Ça ne risque pas d’arriver tous les jours, mais il faut bien reconnaître aux responsables le tact, la décence dont ils viennent inopinément de faire preuve en excluant toute cérémonie, parade et autres flonflons officiels, pour le 22 novembre, fête de l’Indépendance. Les piliers de la vacillante république ont ainsi jugé par trop malséant et politiquement incorrect de s’en aller plastronner sur la tribune d’honneur en l’absence (que dis-je, en l’inexistence) d’un président.

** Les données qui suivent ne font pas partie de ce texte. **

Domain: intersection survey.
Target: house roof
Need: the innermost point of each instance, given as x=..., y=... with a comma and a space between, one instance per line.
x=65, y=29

Pour touchante de délicatesse que soit toutefois cette attention, on peut trouver mille autres raisons, non moins sérieuses, de n’avoir pas le cœur à la fête. La plus convaincante de celles-ci tient à ces deux tristes évidences. Rarement, pour commencer, événement aussi capital, aussi théoriquement intime qu’une élection présidentielle, puisqu’il en est précisément question, n’aura tenu au bon vouloir d’une telle cohue de grands électeurs régionaux et internationaux : États-Unis, France, Russie, Iran, Arabie saoudite et Qatar, pour ne citer que les plus visibles. Jamais ensuite cette peu flatteuse tradition ne se sera manifestée de si flagrante et humiliante manière qu’en ce moment. Ancrée dans les mœurs de la gente politicienne, elle a inévitablement fini par s’imposer aux esprits des citoyens ; et c’est bien là qu’il est futile, illusoire et souvent malhonnête de discourir et pérorer encore sur l’indépendance.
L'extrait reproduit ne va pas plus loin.